Aims: This study will explore the incidence rate of childhood vaccination refusal in Malaysia as well as the reasons for this refusal over a four-year period (2016–2019). Given the complexities and dynamic nature of vaccine refusal, this research is essential for defining the target group, identifying the vaccine types they commonly refuse, and comprehending their vaccination concerns.
 Study Design: This is a retrospective review study.
 Methodology: This study used a nationally representative secondary data set from the Malaysian Ministry of Health's Family Health Division for the years 2016 to 2019. We included vaccination refusals involving children younger than 24 months of age. Data was extracted from the mothers’ immunization refusal form includes information of the ethnicity, citizenship, religion, occupation, the type of vaccine they refused, and the reason for their refusal. The annual incidence rates of childhood vaccination refusal, the types of vaccines and the refusal reason were summarized by percentage, with 95% confidence intervals.

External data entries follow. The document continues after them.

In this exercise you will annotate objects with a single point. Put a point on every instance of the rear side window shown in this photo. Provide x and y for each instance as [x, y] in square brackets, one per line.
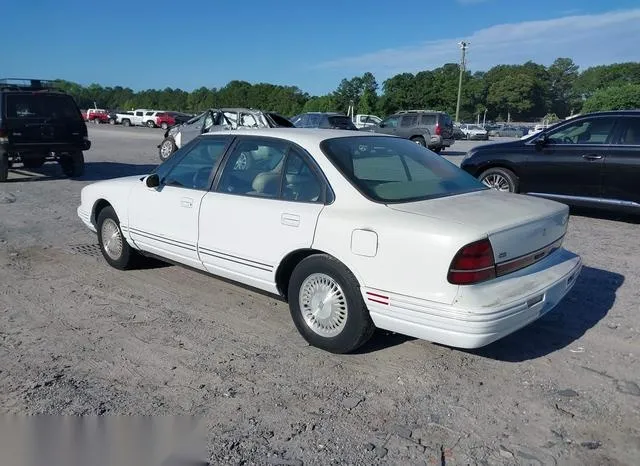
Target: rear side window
[341, 122]
[428, 120]
[409, 121]
[41, 106]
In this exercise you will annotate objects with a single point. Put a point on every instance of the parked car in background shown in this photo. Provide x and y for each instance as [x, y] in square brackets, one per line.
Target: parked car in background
[362, 121]
[428, 128]
[507, 131]
[475, 132]
[354, 230]
[591, 160]
[167, 119]
[216, 120]
[40, 123]
[324, 120]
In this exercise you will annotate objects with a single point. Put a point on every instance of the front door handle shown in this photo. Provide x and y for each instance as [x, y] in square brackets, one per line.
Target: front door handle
[291, 220]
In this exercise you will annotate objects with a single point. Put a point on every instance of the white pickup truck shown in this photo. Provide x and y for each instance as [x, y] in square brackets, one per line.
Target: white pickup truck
[138, 117]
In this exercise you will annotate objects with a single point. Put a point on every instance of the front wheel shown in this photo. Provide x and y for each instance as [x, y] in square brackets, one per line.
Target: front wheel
[72, 164]
[326, 305]
[500, 179]
[167, 147]
[113, 244]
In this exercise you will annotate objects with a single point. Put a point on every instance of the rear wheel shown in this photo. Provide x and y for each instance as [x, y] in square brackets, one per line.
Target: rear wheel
[419, 140]
[4, 167]
[326, 305]
[167, 147]
[500, 179]
[113, 244]
[72, 164]
[33, 162]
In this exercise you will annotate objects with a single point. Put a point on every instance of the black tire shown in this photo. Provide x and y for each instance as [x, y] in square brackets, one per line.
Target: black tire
[419, 140]
[72, 164]
[167, 147]
[128, 256]
[33, 162]
[358, 326]
[4, 167]
[510, 178]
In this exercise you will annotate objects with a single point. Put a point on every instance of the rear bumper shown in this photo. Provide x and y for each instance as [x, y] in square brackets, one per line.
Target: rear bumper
[476, 327]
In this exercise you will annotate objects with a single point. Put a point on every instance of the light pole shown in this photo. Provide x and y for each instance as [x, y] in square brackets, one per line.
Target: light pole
[463, 46]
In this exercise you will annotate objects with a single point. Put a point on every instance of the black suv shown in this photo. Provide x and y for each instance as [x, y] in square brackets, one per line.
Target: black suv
[326, 120]
[40, 123]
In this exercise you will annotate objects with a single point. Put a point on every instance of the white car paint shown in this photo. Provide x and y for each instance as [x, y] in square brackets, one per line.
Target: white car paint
[400, 254]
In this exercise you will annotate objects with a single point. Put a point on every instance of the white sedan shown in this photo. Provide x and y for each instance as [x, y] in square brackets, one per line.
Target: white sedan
[355, 230]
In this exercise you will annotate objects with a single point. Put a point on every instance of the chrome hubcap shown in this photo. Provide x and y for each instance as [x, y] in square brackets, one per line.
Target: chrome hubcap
[111, 239]
[323, 305]
[497, 182]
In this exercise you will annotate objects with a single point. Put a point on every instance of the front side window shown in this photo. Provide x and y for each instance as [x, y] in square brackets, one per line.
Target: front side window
[630, 134]
[592, 131]
[194, 168]
[389, 169]
[254, 168]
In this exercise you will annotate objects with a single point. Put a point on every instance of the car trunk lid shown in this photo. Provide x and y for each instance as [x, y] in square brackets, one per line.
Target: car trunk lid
[516, 225]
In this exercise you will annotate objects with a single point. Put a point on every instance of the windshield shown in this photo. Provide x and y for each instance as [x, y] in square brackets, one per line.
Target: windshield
[390, 170]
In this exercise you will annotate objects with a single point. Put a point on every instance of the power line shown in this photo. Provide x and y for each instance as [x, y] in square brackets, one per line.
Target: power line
[463, 46]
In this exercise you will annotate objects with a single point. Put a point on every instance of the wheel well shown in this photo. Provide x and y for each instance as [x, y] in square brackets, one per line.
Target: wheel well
[97, 208]
[286, 267]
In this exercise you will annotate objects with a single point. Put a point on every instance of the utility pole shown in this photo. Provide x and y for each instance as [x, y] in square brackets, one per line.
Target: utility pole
[463, 46]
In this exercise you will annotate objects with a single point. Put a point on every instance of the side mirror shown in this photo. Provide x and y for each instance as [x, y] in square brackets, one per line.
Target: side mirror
[153, 181]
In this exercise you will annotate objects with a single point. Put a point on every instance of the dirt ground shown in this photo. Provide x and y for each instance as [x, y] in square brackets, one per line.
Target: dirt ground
[78, 337]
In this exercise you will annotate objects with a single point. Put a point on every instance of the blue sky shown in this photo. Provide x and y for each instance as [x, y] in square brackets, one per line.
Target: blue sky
[309, 44]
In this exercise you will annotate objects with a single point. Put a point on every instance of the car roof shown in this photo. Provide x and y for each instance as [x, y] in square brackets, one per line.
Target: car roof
[301, 136]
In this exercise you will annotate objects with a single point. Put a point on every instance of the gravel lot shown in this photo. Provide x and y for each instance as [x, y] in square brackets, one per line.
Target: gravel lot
[78, 337]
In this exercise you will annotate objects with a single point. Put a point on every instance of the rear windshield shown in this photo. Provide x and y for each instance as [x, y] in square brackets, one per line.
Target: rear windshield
[26, 106]
[390, 170]
[341, 122]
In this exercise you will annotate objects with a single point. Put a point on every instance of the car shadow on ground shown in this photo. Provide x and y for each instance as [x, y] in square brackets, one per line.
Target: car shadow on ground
[586, 304]
[93, 171]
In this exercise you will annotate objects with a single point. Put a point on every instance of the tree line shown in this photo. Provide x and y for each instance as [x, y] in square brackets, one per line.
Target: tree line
[524, 92]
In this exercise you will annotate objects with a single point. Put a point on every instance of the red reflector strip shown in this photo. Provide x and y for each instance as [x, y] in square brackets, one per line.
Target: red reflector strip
[377, 298]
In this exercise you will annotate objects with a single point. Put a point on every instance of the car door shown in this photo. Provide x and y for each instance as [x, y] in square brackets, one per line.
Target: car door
[407, 126]
[621, 180]
[569, 160]
[389, 125]
[265, 204]
[164, 220]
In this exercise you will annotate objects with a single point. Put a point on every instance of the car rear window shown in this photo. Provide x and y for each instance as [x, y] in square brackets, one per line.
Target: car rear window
[391, 170]
[41, 106]
[341, 122]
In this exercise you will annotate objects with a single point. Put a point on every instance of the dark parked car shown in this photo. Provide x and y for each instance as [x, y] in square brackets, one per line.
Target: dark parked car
[428, 128]
[591, 160]
[326, 120]
[39, 123]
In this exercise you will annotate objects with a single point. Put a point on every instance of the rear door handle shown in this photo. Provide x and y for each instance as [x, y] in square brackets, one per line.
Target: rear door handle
[291, 220]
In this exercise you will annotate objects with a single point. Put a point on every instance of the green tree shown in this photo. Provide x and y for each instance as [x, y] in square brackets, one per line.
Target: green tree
[623, 97]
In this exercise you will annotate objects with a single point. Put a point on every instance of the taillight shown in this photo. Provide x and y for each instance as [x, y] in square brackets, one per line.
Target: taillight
[474, 263]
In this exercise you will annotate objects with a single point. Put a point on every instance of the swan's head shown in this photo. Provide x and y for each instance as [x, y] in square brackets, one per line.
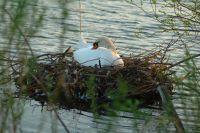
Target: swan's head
[104, 42]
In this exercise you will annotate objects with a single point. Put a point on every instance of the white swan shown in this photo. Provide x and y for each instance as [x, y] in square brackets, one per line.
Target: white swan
[101, 53]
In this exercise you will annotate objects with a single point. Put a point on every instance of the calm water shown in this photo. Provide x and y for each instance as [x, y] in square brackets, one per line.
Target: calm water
[123, 23]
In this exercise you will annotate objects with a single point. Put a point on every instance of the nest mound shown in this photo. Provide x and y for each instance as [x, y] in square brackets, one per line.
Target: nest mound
[58, 79]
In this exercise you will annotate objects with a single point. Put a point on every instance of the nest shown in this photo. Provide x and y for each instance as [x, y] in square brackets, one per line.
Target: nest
[59, 80]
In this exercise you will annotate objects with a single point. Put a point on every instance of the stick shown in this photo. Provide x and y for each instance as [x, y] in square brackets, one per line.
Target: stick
[168, 106]
[189, 58]
[65, 127]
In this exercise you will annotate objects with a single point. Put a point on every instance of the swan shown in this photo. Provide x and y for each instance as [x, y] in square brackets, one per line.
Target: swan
[101, 53]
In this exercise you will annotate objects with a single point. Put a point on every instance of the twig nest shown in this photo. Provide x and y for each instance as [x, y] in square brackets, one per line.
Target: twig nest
[60, 80]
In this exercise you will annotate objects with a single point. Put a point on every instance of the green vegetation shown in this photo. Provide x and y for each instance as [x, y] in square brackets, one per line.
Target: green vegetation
[20, 20]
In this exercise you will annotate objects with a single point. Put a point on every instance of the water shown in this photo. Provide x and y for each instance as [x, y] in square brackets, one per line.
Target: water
[134, 33]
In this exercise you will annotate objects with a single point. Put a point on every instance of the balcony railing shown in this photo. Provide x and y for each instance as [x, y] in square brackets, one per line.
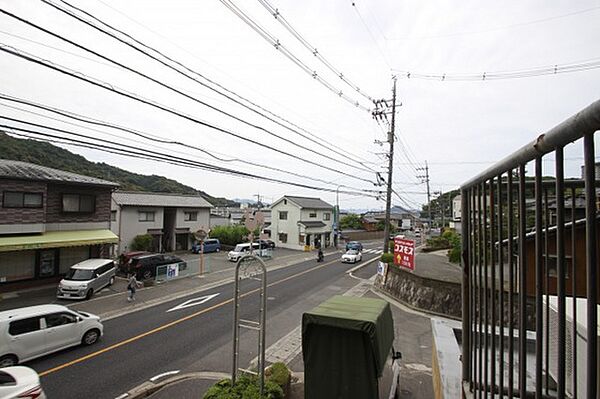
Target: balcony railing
[530, 269]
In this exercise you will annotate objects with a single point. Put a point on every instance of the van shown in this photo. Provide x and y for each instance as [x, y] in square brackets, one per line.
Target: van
[241, 250]
[85, 278]
[35, 331]
[210, 245]
[145, 266]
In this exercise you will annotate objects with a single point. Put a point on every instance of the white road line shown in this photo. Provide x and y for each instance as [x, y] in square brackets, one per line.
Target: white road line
[162, 375]
[193, 302]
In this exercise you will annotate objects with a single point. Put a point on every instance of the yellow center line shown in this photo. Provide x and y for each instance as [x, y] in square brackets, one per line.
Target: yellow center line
[173, 323]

 Results: There was a decline in incidence rates of vaccination refusal from 3.2 in 2016 to 2.3 in 2019 (P<0.001). The refusal rate is highest in the states of Terengganu (15.9%), Kedah (14.1%), and Perak (12.2%). Of the 4052 mothers who refused to vaccinate their children, the majority were Muslims (99.0%) who had secondary education (53.7%) and were housewives (65.3%). Furthermore, most mothers refused to vaccinate their children due to religious beliefs (37.5–39.0%), safety concerns (26.3–34.0%), or belief in complementary and alternative medicine (11.4–15.8%). The reasons of refusal are associated with the mothers’ religion, socioeconomic class, and education level (P<0.001). Muslims have refused vaccinations due to religious beliefs, as they were concerned about the vaccine's halal status. Meanwhile, mothers from a higher socioeconomic class and with a higher educational level were apprehensive about the vaccine's safety.
 Conclusion: Consolidated strategies are required to increase vaccination uptake, combined with a concerted effort to comprehend, analyse, and overcome vaccine refusal.